Well, nobody’s face is perfectly symmetrical, so you probably have a slight asymmetry in the distance between your nose bridge and your pupils. In some people, it can also represent a slight difference in eye muscles or convergence ability, but that is less likely. There is no need to worry about it though.
I assume the PD values you’re talking about are your distance PD. Did they also measure your intermediate distance (60 cm) or near distance (33 cm) PD values?
As others have said, the trial lens set itself is universal and can be used by anyone. PD only matters when you’re putting the lenses in front of your eyes using a trial frame. So just make sure to get a good adjustable one and you won’t have an issue. But you could be fine with a shared single PD trial frame tuned for 60 mm PD. For distance vision anyway, you’ll also need one for intermediate or near vision, which will need a 1-4 mm smaller PD depending on the distance.
Most (all?) of the time, when a trial lens set comes with a test frame, it will be a cheap, random PD, non-adjustable frame. You will definitely want to order a fully adjustable trial frame. Personally, I think the “pure titanium” models are better (they are lighter and more comfortable to wear, but not quite as adjustable), but the standard style universal frames linked above work just as well. These are the style (doesn’t need to be the same frame or supplier) that I’d recommend, for example:
It is worth it to get a better and more complete trial lens set. A small set may work if you have a less complicated prescription and low myopia and both eyes need different corrective power. But that isn’t usually how it works. A larger set is nice because they provide two of each lens power and offer a wider range of powers, including both plus and minus lenses. This makes it easier to build frames with the exact correction that you need. It also allows you to do proper home refractions to validate changes in eyesight. You can’t as easily do that with a smaller kit… well you could, but you’d have to buy two of them.

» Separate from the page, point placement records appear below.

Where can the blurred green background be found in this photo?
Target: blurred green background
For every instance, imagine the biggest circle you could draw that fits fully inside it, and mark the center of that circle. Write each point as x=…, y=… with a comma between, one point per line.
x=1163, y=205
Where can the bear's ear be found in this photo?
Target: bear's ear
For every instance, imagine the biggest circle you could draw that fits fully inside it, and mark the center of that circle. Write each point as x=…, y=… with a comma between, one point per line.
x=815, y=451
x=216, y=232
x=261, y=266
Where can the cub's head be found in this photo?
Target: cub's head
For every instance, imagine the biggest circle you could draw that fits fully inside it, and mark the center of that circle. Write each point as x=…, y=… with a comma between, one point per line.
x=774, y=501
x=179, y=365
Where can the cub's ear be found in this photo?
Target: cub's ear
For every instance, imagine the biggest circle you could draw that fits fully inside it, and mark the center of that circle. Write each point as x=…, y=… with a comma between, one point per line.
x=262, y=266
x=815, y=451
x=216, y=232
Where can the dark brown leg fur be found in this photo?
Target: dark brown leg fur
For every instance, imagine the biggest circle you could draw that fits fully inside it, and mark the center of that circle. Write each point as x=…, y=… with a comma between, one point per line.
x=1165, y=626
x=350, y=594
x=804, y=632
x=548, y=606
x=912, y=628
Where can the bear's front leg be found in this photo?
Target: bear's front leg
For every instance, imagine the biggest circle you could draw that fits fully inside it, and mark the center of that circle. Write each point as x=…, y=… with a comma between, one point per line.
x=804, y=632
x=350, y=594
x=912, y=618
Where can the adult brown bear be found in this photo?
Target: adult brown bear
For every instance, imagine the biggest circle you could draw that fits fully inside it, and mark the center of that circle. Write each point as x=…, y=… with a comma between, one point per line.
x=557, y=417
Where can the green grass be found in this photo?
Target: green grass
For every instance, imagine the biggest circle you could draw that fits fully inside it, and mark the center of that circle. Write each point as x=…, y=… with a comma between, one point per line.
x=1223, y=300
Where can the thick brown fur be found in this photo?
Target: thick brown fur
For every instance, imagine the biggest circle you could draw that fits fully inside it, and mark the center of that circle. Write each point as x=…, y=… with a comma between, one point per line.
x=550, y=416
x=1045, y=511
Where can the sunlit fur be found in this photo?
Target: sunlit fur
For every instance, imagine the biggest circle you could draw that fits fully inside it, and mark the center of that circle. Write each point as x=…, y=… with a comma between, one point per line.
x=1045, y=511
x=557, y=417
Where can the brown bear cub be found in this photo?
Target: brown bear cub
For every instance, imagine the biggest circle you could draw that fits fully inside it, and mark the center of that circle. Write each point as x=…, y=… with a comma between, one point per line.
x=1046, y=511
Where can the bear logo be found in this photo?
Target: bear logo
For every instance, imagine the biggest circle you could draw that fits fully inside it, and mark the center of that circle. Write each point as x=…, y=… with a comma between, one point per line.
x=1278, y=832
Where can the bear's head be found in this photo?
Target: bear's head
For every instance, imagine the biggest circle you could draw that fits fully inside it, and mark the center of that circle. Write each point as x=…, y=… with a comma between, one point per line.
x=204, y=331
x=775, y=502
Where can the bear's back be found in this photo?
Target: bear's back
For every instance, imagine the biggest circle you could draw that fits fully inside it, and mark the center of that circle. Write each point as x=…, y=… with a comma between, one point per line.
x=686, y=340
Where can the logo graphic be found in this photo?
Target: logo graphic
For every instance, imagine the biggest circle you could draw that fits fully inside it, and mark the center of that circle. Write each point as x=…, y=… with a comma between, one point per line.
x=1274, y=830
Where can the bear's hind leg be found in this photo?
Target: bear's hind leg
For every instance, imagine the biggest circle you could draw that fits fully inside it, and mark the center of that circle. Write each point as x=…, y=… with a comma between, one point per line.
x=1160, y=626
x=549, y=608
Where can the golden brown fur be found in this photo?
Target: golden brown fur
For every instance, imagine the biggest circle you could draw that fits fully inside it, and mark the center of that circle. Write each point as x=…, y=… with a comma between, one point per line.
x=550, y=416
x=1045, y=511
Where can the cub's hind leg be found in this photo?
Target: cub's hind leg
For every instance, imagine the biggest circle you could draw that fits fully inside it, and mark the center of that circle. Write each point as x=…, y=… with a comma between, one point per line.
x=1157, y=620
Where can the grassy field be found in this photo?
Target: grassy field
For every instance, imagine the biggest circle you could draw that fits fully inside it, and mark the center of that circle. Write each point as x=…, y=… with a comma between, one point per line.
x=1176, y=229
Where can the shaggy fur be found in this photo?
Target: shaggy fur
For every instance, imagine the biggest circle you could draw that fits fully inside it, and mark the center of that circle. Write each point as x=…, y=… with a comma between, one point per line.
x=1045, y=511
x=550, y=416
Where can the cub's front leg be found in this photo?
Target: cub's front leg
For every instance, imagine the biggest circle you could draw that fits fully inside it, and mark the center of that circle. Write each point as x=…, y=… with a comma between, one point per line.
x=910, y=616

Common size options are 68-piece, 104-piece, 232-piece, and 266-piece sets. I would not recommend the 68-piece set. The 104-piece set isn’t much better, but at least they usually offer two of each included lens. While it may be more expensive, it is worthwhile to look for a 232 or 266 piece set, particularly if you plan to share it with your son. It is cheaper than buying two smaller test kits. That way you have enough lenses to cover most prescriptions, and you could buy two trial frames and try out lenses for each of you at the same time. You can usually find great deals on places like eBay for used trial lens sets that are well less than retail price too. If you cannot find a 232 or 266 piece set that is in your budget, go for a 104 piece set, but you may have to stack lenses a bit to get your proper prescription. (Stacking lenses isn’t usually a good idea since it provides less visual acuity, amplifies any imperfections in the lenses, and messes with vertex distance.)

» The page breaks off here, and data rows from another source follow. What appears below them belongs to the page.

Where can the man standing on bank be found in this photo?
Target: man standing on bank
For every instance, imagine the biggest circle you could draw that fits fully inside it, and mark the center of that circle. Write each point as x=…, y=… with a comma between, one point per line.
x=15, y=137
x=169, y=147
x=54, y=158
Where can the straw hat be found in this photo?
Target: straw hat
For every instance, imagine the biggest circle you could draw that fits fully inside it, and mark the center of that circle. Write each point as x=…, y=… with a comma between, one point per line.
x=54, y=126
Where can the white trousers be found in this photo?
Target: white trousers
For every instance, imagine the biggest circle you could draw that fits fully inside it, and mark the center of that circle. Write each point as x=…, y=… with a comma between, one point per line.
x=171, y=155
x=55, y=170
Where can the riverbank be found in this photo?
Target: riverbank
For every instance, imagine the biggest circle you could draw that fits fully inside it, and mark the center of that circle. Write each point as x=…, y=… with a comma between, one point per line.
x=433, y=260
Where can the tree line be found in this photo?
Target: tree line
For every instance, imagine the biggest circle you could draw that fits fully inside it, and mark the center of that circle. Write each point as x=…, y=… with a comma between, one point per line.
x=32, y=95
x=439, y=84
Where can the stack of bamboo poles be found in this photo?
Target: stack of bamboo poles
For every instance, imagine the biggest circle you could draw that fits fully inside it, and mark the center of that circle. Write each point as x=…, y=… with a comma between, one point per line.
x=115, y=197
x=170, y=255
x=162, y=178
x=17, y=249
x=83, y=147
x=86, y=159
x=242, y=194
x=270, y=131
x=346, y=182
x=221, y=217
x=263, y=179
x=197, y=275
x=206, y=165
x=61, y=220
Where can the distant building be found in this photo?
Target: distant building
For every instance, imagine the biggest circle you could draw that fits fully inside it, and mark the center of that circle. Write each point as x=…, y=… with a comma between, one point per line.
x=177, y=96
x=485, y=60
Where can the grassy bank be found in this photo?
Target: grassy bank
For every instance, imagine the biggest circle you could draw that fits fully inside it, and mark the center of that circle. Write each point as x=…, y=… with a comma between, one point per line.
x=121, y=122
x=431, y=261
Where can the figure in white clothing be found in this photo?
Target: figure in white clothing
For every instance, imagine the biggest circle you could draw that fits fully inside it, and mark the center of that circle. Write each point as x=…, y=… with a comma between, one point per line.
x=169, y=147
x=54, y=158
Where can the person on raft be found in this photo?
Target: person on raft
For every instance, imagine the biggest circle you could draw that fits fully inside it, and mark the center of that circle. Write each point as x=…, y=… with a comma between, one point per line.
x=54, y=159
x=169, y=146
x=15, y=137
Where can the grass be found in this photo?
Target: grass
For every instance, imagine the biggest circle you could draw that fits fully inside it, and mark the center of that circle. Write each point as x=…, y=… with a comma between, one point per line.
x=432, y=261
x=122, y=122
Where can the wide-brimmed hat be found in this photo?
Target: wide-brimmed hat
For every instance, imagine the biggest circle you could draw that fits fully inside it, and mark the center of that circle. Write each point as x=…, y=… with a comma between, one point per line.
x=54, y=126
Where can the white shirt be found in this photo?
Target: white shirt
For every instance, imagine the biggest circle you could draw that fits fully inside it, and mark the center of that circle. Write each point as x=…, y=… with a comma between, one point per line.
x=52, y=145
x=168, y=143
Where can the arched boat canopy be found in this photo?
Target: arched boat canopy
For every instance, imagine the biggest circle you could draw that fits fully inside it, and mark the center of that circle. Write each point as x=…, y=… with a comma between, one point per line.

guys thank you so much for your answer! I will then try to look around for a 266 piece set.
I have another, rather stupid question. If I was to buy a full test lens kit and saw that it comes with a non-adjustable frame and then I would order a frame separately from a different company, would it work?

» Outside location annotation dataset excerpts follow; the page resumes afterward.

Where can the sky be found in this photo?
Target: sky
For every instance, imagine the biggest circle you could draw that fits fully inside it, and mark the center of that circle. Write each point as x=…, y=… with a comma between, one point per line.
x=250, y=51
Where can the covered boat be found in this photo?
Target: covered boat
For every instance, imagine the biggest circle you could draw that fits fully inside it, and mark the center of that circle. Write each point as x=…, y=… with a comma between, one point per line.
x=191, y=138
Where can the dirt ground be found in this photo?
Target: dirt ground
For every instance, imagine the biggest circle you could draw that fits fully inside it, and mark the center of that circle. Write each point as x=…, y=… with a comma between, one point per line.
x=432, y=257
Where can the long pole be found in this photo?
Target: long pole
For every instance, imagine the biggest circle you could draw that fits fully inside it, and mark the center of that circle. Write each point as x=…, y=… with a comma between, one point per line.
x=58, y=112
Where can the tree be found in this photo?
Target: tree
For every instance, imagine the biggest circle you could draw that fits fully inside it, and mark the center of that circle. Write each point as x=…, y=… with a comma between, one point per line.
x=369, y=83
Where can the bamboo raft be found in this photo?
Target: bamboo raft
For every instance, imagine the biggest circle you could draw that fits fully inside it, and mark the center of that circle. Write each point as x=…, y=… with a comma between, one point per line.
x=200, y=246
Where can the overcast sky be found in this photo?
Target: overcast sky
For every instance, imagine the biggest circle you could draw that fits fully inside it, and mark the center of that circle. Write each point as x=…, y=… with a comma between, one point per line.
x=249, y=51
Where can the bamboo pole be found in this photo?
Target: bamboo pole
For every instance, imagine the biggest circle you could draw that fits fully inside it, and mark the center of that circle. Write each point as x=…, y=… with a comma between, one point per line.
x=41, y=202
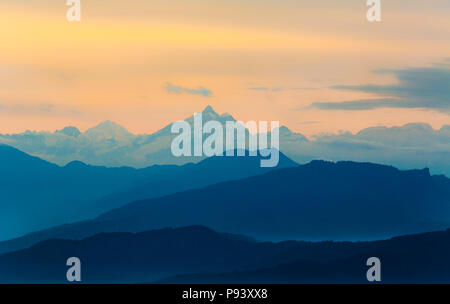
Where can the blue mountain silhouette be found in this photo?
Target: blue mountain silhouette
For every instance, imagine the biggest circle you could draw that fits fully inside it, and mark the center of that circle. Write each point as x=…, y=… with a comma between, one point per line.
x=197, y=254
x=37, y=194
x=317, y=201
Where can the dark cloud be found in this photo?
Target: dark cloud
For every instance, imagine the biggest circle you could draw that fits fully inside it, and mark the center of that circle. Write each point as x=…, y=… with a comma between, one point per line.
x=180, y=90
x=416, y=88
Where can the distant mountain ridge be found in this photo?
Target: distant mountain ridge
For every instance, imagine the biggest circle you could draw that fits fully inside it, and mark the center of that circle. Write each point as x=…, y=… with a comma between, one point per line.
x=317, y=201
x=37, y=194
x=197, y=254
x=414, y=145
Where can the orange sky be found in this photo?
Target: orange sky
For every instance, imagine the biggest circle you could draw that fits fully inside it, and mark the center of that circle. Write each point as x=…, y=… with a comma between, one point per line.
x=117, y=62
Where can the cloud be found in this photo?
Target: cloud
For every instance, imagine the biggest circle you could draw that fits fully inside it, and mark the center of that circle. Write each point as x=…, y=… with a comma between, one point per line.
x=411, y=146
x=180, y=90
x=427, y=87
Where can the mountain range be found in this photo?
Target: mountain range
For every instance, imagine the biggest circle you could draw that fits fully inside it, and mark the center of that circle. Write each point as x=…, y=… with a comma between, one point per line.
x=197, y=254
x=317, y=201
x=415, y=145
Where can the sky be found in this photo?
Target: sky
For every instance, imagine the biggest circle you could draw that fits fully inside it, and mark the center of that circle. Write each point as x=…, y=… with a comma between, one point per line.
x=315, y=66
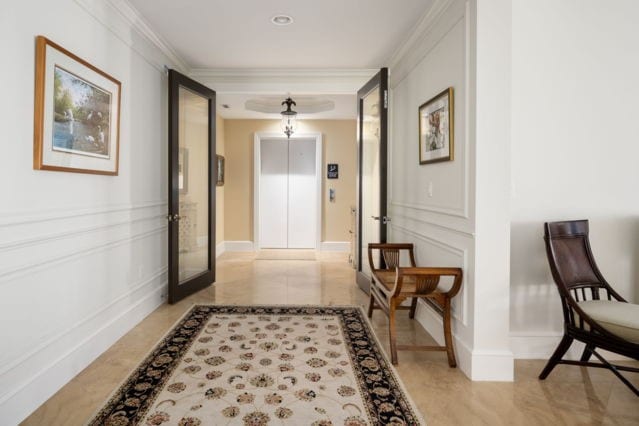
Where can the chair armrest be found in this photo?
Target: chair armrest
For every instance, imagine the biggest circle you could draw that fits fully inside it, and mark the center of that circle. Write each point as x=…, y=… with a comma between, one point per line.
x=427, y=278
x=400, y=246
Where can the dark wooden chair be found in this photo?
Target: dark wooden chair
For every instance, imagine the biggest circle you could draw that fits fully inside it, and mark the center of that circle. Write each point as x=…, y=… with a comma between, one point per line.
x=594, y=313
x=392, y=284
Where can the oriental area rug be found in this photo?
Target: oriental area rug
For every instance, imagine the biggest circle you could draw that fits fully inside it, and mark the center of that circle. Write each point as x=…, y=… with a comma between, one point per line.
x=263, y=365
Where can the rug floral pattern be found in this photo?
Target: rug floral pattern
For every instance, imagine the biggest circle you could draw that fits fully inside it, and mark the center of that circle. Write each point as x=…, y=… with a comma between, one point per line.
x=259, y=365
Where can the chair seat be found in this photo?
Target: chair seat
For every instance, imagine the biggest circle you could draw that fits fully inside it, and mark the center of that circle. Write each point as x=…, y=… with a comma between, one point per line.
x=619, y=318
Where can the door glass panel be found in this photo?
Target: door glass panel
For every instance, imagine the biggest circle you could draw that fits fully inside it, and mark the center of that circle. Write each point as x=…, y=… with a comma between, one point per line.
x=193, y=182
x=370, y=174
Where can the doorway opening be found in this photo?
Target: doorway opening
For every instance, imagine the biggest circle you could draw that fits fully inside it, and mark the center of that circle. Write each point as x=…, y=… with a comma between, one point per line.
x=287, y=201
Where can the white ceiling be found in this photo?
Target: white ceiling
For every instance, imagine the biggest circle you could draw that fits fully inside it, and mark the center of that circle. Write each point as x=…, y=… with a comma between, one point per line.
x=345, y=107
x=324, y=34
x=332, y=47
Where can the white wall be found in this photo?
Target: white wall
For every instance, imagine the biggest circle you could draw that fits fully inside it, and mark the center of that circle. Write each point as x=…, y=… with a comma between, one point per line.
x=574, y=153
x=82, y=257
x=444, y=226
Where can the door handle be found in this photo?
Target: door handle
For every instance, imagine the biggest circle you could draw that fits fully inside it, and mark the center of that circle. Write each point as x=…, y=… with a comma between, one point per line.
x=173, y=217
x=385, y=219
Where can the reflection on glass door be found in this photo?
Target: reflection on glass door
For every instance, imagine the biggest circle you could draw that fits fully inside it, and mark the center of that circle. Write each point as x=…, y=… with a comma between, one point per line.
x=192, y=176
x=370, y=209
x=372, y=125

I recommend that you order an adjustable trial frame at the same time as the test lens kit if you can manage it. If your kit includes a trial frame you are probably not going to end up with one that you can actually use. It seems like kids’ size trial frames tend to be the most common. So if you don’t order an adjustable (or 60mm fixed PD) trial lens frame you’re not going to be able to use the test lens kit until you do.
In practice lenses and frames are standardized to 38mm OD lenses, so if you get a decent kit you should be fine. However, if you get some off-brand kit it is possible that you’ll get something else. I think the chances of that are pretty low though.